We thank Maggie Haitian Wang and Haoyi Weng for providing detailed information about the methodology used for the real data application in their paper [31]. We also thank Dongrong Li for checking over the code for updating parameter values and Yetian Fan for his advice on preparing bibliographies.

Funding

This work was partially supported by two grants from the Research Grants Council of the Hong Kong Special Administrative Region, China (Theme-based Research Scheme T12-710/16-R; General Research Fund 14303819), a grant from Mainland-Hong Kong Joint Funding Scheme (MHP/033/20), and an Innovation Technology Fund (ITS/060/18).

Author information

Authors and Affiliations

Authors

Contributions

XF, JD and ZL conceptualized the research. XF and ZL obtained the funding for the project. JD and XF developed of the model. JD designed the algorithm. JD implemented the algorithm and wrote most of the code. CW, LW, SM and BZ contributed to the coding. JD wrote the manuscript. XF and ZL edited the manuscript. All authors read and approved the final manuscript.

Corresponding authors

Correspondence to Jin Du or Xiaodan Fan.

Ethics declarations

Ethics approval and consent to participate

Not applicable.

Consent for publication

Not applicable.

Competing interests

The authors declare no competing interests.

Additional information

Publisher’s Note

Springer Nature remains neutral with regard to jurisdictional claims in published maps and institutional affiliations.

Appendix

Appendix

HMM flowchart

figure a

Explanation of emission distribution functions

Recall that in the No Influence State, \(q_i=p_i\), whereas in the Negative Influence and Positive Influence states, the \(q_i\) depart from \(p_i\) according to the formulas in Emission Distribution Functions.
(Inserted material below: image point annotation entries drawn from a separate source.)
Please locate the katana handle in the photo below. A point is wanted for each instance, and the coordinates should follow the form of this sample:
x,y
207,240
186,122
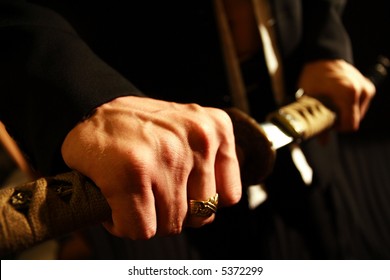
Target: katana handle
x,y
54,206
308,116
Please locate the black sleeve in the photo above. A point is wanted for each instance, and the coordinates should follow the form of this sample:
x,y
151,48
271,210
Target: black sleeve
x,y
324,35
50,79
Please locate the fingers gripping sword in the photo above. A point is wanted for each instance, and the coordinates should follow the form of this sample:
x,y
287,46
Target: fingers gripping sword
x,y
53,206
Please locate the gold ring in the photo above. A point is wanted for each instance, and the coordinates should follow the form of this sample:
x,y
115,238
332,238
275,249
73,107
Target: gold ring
x,y
204,208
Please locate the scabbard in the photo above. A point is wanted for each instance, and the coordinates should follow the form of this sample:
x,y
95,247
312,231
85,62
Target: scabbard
x,y
46,208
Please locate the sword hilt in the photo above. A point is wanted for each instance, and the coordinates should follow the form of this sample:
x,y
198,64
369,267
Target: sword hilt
x,y
53,206
308,116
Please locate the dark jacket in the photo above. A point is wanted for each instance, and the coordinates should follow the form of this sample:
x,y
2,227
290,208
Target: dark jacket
x,y
54,71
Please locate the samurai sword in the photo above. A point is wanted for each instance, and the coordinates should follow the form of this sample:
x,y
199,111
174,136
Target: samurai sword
x,y
51,207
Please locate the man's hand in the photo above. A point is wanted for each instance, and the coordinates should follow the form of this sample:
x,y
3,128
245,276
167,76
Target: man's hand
x,y
346,88
150,157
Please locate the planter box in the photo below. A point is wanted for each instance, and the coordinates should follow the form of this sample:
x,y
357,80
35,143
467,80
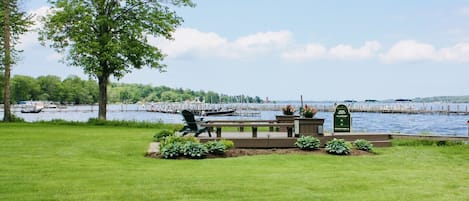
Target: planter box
x,y
309,127
285,119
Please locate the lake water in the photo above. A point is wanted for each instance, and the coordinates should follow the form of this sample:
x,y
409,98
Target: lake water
x,y
454,124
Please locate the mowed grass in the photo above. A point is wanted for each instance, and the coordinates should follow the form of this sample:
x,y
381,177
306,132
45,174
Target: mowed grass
x,y
58,162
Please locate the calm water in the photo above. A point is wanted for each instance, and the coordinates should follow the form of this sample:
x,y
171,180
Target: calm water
x,y
361,122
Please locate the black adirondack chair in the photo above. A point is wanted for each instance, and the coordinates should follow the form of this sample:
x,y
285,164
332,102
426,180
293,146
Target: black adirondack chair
x,y
192,125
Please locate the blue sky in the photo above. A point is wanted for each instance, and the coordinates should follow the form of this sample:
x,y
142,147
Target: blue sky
x,y
323,50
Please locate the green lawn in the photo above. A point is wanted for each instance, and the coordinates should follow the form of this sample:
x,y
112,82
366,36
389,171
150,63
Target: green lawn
x,y
58,162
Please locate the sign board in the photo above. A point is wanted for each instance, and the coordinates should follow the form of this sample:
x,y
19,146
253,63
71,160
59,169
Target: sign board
x,y
342,119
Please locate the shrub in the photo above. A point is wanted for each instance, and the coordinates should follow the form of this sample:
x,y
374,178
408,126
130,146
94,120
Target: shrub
x,y
172,150
338,146
215,147
362,144
162,134
194,150
307,143
14,118
182,139
228,144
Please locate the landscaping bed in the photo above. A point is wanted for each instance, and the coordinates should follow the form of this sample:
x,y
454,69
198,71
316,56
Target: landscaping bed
x,y
253,152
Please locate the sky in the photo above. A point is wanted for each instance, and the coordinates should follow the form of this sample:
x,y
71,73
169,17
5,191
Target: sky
x,y
323,50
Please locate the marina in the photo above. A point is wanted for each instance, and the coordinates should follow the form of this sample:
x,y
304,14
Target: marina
x,y
430,119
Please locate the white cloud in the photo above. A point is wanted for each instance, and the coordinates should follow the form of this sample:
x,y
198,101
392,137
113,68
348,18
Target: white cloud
x,y
410,51
342,52
464,11
459,53
368,50
193,42
311,51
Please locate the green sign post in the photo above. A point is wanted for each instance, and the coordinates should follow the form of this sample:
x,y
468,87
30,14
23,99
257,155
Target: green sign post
x,y
342,119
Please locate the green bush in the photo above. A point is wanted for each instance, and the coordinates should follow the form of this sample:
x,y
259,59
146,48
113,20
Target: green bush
x,y
162,134
181,139
228,144
362,144
194,150
172,150
307,143
17,119
215,147
338,146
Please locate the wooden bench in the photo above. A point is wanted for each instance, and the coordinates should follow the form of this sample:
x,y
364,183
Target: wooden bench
x,y
254,124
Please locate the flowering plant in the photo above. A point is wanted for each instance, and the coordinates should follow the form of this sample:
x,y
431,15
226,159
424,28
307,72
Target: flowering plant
x,y
288,110
308,111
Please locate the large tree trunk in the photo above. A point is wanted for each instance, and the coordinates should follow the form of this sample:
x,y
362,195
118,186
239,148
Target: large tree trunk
x,y
7,111
102,81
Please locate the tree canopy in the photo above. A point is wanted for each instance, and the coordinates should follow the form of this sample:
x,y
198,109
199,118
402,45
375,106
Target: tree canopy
x,y
13,23
110,37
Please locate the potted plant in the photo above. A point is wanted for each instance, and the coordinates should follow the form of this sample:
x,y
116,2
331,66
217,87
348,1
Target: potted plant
x,y
308,111
288,110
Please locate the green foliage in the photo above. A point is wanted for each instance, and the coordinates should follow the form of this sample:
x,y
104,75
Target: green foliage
x,y
74,90
194,150
162,134
308,143
215,147
20,22
362,144
132,93
338,147
180,139
172,150
15,118
61,162
110,38
228,143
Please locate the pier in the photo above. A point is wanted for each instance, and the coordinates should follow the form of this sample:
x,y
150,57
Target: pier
x,y
253,110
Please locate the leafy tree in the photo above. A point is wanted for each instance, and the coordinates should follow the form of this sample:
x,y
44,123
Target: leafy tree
x,y
110,37
24,88
13,23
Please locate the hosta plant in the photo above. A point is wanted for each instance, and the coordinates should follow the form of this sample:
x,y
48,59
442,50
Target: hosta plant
x,y
228,144
338,147
307,143
172,150
215,147
194,150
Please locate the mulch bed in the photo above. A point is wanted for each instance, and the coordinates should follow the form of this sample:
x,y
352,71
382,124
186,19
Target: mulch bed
x,y
254,152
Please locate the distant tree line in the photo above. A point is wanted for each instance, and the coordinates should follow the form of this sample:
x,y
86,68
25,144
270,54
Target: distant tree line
x,y
450,99
74,90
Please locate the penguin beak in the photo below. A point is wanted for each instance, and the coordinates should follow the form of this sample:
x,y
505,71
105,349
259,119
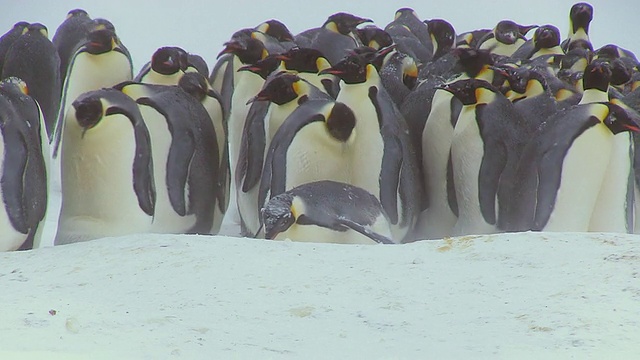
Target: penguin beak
x,y
230,47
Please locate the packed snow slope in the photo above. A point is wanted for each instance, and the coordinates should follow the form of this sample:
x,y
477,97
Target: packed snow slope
x,y
529,295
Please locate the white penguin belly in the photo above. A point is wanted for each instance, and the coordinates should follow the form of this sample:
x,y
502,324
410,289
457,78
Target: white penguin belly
x,y
583,171
98,198
313,155
165,219
438,220
467,151
610,210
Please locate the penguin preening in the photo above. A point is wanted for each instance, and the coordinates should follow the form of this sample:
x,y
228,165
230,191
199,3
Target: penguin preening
x,y
23,169
108,187
34,59
326,211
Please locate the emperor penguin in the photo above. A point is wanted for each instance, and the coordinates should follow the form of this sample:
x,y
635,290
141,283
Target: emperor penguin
x,y
552,193
504,39
23,168
68,35
374,37
284,93
432,123
580,17
384,158
9,37
185,158
33,58
101,62
166,67
326,211
108,186
335,38
487,142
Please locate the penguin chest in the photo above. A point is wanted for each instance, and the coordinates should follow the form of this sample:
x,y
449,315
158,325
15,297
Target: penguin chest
x,y
582,175
11,239
314,155
97,173
467,152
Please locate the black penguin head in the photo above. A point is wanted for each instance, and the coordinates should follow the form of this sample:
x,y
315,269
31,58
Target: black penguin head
x,y
101,24
39,29
374,37
546,37
467,90
275,29
89,111
278,215
249,51
343,23
472,61
169,60
263,67
580,16
280,90
305,60
442,35
194,84
100,41
597,75
507,32
352,69
341,122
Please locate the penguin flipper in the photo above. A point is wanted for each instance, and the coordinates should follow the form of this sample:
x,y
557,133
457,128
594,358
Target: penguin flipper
x,y
379,238
256,143
390,177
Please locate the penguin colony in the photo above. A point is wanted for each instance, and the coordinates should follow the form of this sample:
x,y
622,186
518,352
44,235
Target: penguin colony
x,y
344,133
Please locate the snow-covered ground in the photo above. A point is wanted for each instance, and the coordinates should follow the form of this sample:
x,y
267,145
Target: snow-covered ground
x,y
194,297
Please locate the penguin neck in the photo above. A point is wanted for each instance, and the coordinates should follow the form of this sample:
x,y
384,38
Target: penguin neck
x,y
590,96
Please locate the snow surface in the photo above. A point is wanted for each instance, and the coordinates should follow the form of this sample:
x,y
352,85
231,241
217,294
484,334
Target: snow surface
x,y
196,297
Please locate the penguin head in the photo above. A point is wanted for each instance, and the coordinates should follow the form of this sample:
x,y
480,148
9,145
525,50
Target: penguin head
x,y
507,32
77,12
263,67
278,215
471,91
282,89
275,29
442,36
473,61
196,85
546,37
39,29
169,60
101,24
343,23
249,51
597,75
304,60
580,16
100,41
340,122
374,37
352,69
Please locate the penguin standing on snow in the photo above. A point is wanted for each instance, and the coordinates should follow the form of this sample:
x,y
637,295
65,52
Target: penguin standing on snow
x,y
34,59
326,211
552,191
384,158
487,142
23,172
108,187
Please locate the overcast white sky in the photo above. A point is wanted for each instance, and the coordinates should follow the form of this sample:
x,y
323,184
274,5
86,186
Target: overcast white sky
x,y
201,27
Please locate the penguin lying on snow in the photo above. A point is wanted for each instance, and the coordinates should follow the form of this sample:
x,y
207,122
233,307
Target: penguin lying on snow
x,y
326,211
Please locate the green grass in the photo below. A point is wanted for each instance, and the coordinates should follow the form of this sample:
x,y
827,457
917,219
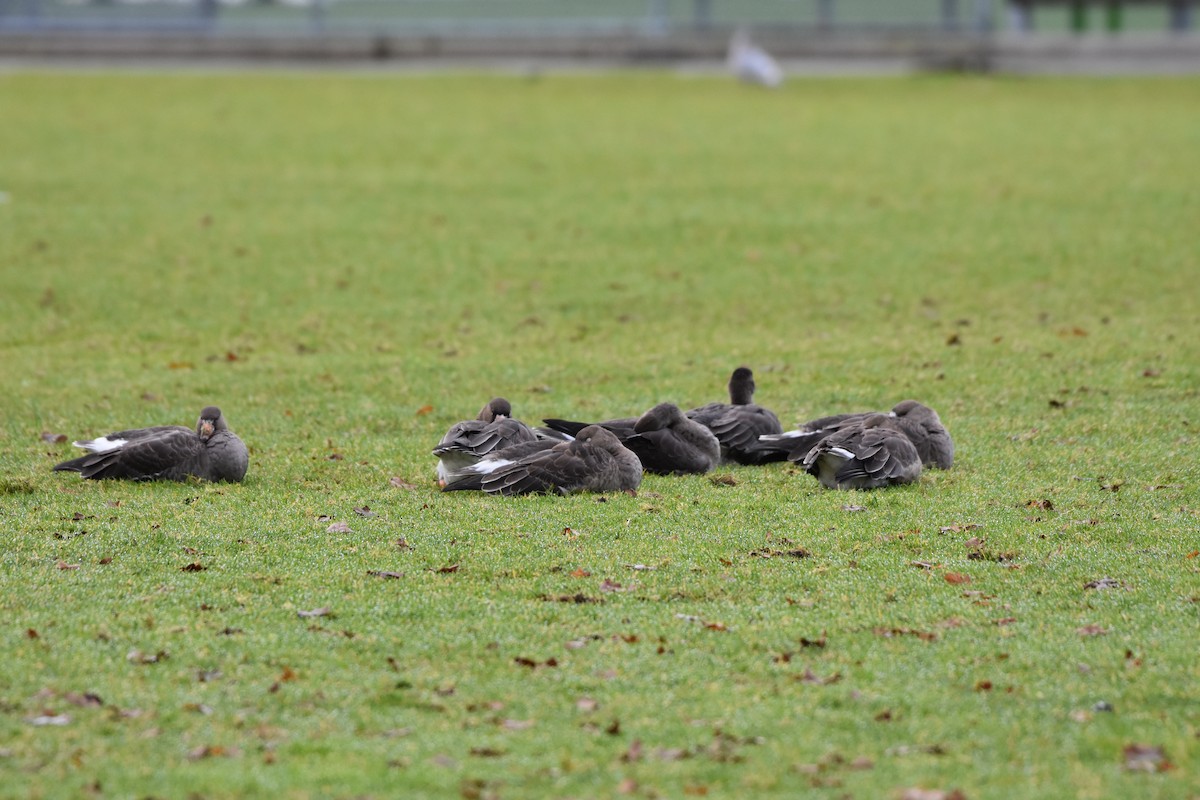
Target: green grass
x,y
349,264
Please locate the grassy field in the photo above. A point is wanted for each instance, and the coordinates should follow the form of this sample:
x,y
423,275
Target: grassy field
x,y
349,264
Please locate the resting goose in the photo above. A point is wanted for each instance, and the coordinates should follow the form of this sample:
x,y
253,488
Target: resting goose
x,y
922,425
741,422
469,440
665,440
919,422
594,461
869,455
210,451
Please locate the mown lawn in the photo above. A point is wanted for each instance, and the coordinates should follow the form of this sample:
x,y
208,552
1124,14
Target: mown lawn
x,y
348,264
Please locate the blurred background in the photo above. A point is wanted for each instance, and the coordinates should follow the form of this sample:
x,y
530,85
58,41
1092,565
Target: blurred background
x,y
1057,35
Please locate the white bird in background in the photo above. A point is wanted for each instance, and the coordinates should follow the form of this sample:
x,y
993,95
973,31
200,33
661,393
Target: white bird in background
x,y
751,64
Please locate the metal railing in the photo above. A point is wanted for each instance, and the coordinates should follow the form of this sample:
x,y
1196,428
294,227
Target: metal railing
x,y
582,17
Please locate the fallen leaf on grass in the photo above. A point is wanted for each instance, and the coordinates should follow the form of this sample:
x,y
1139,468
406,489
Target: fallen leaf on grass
x,y
138,657
1145,758
384,573
516,725
57,720
708,625
766,553
612,585
486,752
917,793
315,612
211,751
1105,583
533,665
889,632
577,597
809,677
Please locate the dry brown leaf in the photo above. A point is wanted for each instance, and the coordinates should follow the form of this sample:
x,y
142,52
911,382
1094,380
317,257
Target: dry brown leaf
x,y
917,793
1145,758
315,612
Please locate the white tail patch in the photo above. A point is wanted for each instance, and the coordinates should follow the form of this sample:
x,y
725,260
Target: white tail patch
x,y
102,445
489,465
784,435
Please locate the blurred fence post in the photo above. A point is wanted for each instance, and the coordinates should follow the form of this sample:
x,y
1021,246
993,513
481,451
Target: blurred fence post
x,y
949,14
983,16
207,11
825,14
1181,16
658,17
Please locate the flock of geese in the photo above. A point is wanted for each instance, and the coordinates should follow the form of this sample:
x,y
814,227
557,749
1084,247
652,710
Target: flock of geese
x,y
865,450
499,455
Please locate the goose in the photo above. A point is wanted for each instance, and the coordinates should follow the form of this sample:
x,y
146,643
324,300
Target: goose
x,y
869,455
665,440
751,64
594,461
210,451
469,440
919,422
738,423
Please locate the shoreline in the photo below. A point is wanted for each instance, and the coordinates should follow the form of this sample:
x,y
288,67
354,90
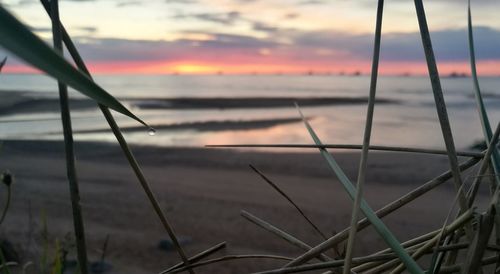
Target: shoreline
x,y
202,192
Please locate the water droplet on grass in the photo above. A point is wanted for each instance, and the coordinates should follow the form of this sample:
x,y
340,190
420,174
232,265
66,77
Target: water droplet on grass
x,y
151,131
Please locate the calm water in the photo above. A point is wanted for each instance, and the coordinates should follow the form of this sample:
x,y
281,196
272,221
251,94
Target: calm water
x,y
411,122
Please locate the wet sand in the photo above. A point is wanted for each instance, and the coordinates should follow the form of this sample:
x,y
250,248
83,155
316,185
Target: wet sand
x,y
202,192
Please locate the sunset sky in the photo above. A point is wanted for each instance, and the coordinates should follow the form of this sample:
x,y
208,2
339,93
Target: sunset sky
x,y
264,36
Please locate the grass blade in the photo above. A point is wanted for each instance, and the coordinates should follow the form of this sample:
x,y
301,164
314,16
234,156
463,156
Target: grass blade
x,y
197,257
123,144
379,226
434,260
280,233
472,154
282,193
483,115
2,64
480,242
366,140
440,104
459,222
18,39
231,258
386,210
69,149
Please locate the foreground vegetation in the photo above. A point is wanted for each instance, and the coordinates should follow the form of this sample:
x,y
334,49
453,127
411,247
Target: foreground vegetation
x,y
467,234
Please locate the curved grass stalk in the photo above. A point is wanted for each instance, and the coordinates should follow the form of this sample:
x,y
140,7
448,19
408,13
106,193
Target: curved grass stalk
x,y
197,257
231,258
386,210
280,233
81,247
351,146
434,260
440,104
471,194
484,167
331,264
282,193
18,39
2,64
7,203
366,141
123,144
483,115
459,222
379,226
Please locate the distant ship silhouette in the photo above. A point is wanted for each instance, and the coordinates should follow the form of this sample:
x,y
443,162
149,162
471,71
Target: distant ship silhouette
x,y
3,63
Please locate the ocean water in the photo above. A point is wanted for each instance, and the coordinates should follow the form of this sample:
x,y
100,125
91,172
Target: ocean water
x,y
410,119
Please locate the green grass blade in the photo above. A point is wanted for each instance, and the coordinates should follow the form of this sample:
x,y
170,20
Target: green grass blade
x,y
2,64
366,140
440,104
379,226
284,195
123,144
18,39
483,115
69,150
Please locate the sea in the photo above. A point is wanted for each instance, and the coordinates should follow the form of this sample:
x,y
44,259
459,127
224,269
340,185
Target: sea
x,y
407,118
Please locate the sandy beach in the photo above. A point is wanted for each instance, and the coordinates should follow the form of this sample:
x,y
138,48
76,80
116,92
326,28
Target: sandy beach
x,y
202,191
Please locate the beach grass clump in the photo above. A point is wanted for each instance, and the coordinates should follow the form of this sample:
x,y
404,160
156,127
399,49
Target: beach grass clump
x,y
468,231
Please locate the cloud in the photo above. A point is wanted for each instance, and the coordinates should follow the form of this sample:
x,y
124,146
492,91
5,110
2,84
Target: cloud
x,y
316,47
311,2
181,1
226,18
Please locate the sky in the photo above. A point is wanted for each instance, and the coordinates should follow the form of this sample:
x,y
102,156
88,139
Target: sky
x,y
264,36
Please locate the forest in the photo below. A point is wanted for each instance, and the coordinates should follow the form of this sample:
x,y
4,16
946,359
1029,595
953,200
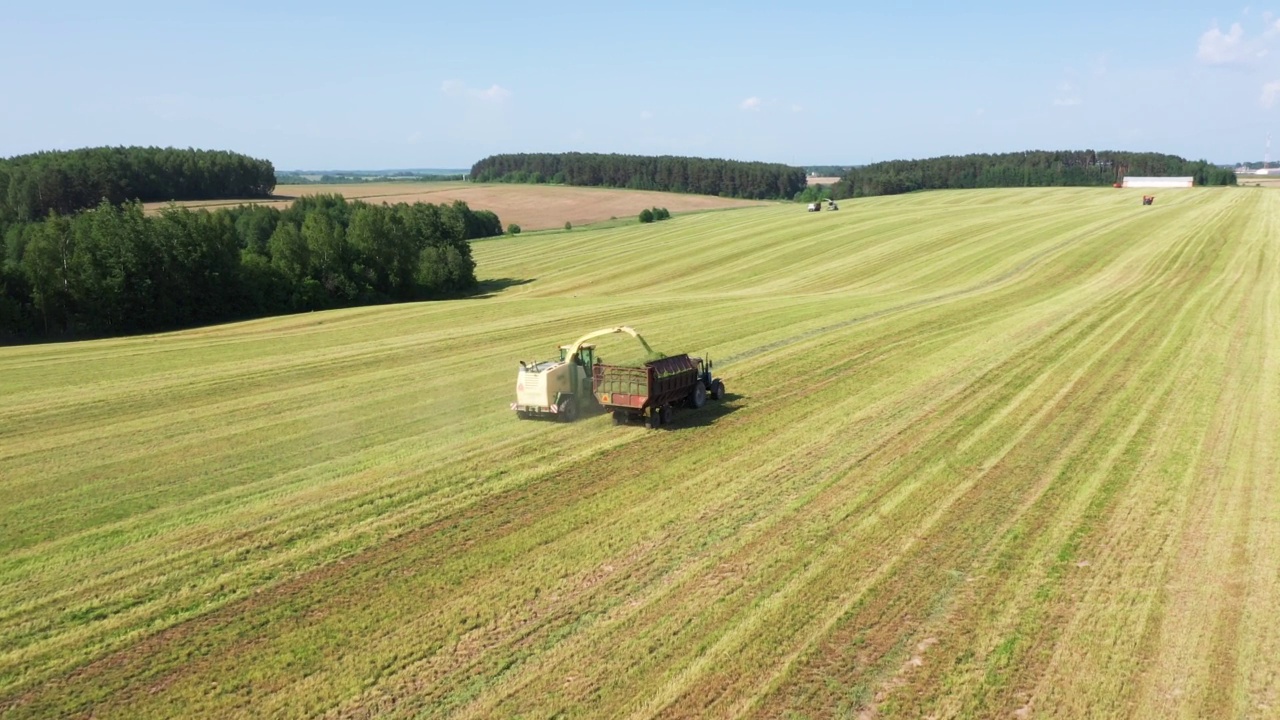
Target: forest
x,y
114,270
726,178
1037,168
32,186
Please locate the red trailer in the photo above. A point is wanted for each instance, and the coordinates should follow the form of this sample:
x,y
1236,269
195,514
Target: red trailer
x,y
649,392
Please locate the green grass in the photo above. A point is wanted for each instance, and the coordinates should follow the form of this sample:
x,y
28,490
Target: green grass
x,y
984,452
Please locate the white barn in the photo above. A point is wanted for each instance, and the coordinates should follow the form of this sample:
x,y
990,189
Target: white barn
x,y
1159,182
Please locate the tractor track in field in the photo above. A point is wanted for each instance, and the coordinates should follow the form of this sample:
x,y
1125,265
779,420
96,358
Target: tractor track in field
x,y
999,499
1022,268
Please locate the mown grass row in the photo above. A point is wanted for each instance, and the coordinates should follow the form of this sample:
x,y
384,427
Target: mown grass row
x,y
984,452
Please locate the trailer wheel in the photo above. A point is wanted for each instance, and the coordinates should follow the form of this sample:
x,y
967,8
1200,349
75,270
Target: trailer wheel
x,y
699,396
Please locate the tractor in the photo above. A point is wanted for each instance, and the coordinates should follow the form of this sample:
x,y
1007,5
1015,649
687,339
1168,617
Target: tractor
x,y
561,388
This section will explain the reason for those formulas. Begin by noting that under Negative Influence, we expect more phenotype 1 subjects to have the AA genotype and less to have the aa genotype, while under Positive Influence, we expect less phenotype 1 subjects to have the AA genotype and more to have the aa genotype. However, such departures should avoid extreme changes to the MAF; rare alleles should not become common, nor common alleles become rare. We accomplish this using the softmax transformation.

Let \(\varphi (t_0,t_1,t_2)=(\frac{e^{t_0}}{e^{t_0}+e^{t_1}+e^{t_2}},\frac{e^{t_1}}{e^{t_0}+e^{t_1}+e^{t_2}},\frac{e^{t_2}}{e^{t_0}+e^{t_1}+e^{t_2}})\). This is a transformation that takes triples of real numbers to triples of positive numbers that sum to 1. It has the following properties:

  • If \(\varphi (t_0,t_1,t_2)=(p_0,p_1,p_2)\), then one possible choice is \(t_i=\log (p_i)\). However, it is not the only choice because of the following

  • \(\varphi (t_0,t_1,t_2)=\varphi (t_0+c,t_1+c,t_2+c)\) for any c This means for a given triple of probabilities \((p_0,p_1,p_2)\), the triple that maps to it is well-defined only up to adding a constant to all entries.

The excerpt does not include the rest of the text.